It takes a special kind of training center to create an Olympic athlete. The Colorado Springs U.S. Olympic Training Center –the U.S.’s first Olympic training center and the home of the Olympic Committee Headquarters—houses many of the nation’s best and brightest up-and-coming athletes with eyes on the ultimate prize: Olympic Glory.
Once the home of the ENT Air Force Base, the Colorado Springs U.S. Olympic Training Center, or CSOTC, now features two giant Olympic Sport Centers with multi-purpose gyms, where Olympic hopefuls can train for swimming, water polo, gymnastics, track-and-field, weightlifting, shooting, boxing, cycling, volleyball, tennis, wrestling, fencing, and more. The Center houses an average of 145 athletes at any given time, and is designed to accommodate roughly 550 coaches and athletes. The facilities are open for free public tours, and visitors can catch a glimpse of some of the world’s best talent as they train.
So what’s it like to live and train at the CSOTC?
Resident athletes live in furnished dorm rooms complete with cable TV, internet access and free laundry service.
Athletes train at different schedules and intervals depending on their specific sport. However in general, they spend up to 12 hours training and cross training with specialized coaches Monday through Saturday. Sundays are days of rest for the athletes.

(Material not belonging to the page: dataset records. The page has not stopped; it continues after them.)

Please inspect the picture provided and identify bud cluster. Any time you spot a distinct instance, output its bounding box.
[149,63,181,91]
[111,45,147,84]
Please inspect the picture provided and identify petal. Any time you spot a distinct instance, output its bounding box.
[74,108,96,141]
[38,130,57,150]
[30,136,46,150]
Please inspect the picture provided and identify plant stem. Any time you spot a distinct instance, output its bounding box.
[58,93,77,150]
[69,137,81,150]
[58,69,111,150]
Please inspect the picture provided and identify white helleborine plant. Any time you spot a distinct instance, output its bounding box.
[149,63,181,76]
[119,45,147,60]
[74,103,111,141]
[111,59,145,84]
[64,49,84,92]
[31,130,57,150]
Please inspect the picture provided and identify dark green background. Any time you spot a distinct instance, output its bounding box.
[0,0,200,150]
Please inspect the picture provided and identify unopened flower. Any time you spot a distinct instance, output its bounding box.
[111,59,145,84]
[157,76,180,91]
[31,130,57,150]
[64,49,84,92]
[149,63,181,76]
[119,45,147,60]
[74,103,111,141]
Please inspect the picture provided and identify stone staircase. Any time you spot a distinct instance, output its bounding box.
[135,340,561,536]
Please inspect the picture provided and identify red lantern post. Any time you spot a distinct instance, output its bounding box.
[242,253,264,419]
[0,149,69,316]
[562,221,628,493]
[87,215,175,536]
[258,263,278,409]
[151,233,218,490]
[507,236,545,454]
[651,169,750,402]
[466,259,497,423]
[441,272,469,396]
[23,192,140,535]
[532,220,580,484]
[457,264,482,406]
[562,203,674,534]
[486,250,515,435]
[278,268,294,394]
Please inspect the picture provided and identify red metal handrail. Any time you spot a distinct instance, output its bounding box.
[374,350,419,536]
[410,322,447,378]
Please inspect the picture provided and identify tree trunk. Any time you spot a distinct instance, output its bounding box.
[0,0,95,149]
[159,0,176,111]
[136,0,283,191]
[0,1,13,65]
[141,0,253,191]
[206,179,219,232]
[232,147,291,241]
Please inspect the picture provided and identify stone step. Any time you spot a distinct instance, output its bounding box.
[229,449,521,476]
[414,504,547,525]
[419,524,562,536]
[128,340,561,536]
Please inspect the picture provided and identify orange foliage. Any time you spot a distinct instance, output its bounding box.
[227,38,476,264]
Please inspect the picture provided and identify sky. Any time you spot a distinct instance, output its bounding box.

Athletes can complement their regular training with conditioning and muscle building at the Strength Training Center. They can also receive medical care at the Sports Medicine Center, and get much-needed massages, nutritional support and physical therapy at the Recovery Center.
Intense training makes for huge appetites. The dining hall offers unlimited healthy food throughout the day to accommodate the training schedules and dietary needs of each athlete.
Life at the CSOTC isn’t all training and hard work. In their downtime, athletes can watch TV, play X-Box games, study at the library, watch DVDs, or play pool or foosball. The CSOTC’s Athlete Service Center also offers coordinated social events like proms, holiday parties, movie nights, game tournaments, language classes and field trips. Athletes can also participate in classes, seminars and programs specially designed to support the unique lifestyles of elite athletes and help them build life skills that will serve them in their athletic careers and beyond.
Athletes are encouraged to give back to their community by participating in cultural and charitable events. The CSOTC offers opportunities to volunteer with agencies like Habitat for Humanity, the Ronald McDonald House and the Make-A-Wish Foundation, as well as opportunities for speaking engagements at local hospitals and schools.